Like false detections, false recognitions may be seen as stemming from self-monitoring failure, with inability to discriminate internally-generated from externally-produced stimuli. Indeed, non-target stimuli in the recognition test may seem familiar because of shared features with internal representations of words or images, and therefore they are mistaken for stimuli presented at encoding. As far as verbal hallucinations are concerned, false recognitions of non-target words might result from the mistaking of inner verbal productions for verbal experimental material. In line with this, a recent study in which we contrasted high- and low-frequency words revealed that verbal hallucinations in patients, as well as hallucination proneness in healthy individuals, were specifically related to the false recognition of high-frequency words25. In a recognition test, individuals presenting verbal hallucinations might fail to distinguish the words previously presented in the experimental target list from those that seem familiar on account of their readily available internal representation through inner speech, as might be the case with the high-frequency words.
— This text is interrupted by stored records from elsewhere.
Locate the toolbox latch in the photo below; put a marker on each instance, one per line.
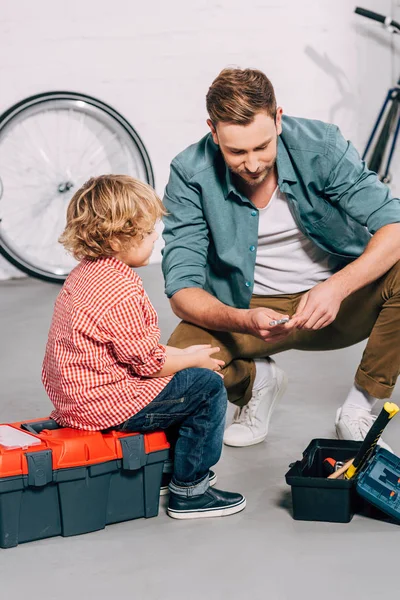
(40, 468)
(133, 454)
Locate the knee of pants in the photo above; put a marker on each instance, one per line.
(213, 385)
(394, 272)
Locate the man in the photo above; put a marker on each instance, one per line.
(272, 216)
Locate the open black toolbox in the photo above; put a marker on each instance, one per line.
(316, 498)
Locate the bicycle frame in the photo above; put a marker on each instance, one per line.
(393, 95)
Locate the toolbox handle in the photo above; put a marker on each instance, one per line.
(38, 426)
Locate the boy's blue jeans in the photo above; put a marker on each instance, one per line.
(194, 404)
According to the source-monitoring framework, confusion between imagination and perception may arise from dysfunctional judgment —i.e., internal/external comparison—processes, or from the fact that internal events either present the characteristics of perceived events or lack those of imagined events8. Thus, such failure in the self-monitoring of verbal material might stem from an altered threshold in evaluation/decision processes, i.e., a tendency to laxly give the status of perception to internally-produced verbal events. Alternatively, independent of the integrity of the internal/external comparison processes, inner verbal productions might be abnormally salient and thereby less distinguishable from externally-presented words.

Brain studies have demonstrated across a variety of paradigms that verbal hallucinations are associated with abnormal activity and lateralization of temporal auditory regions, and with altered functional connectivity within the language network31,32,33. While dysfunction of the auditory and language processing regions might generally underlie voice hearing, similarities and differences in neural alterations between clinical and non-clinical hallucinations, and between state and trait hallucinations, are not clearly delineated. According to a recent review, decreased asymmetry seems to be observed also in non-clinical voice hearers; activity of the left superior temporal gyrus might differentiate state vs- trait verbal hallucinations31. Studies that have examined the cortical underpinnings of reality-monitoring/self-monitoring processes suggest that verbal hallucinations are further associated with dysfunction in various regions involved in the appraisal and monitoring of self-generated information34,35,36,37. These regions include the anterior cingulate cortex as well as subregions of the temporal lobe—involved in recollective experience and feeling of familiarity—and anterior prefrontal cortex.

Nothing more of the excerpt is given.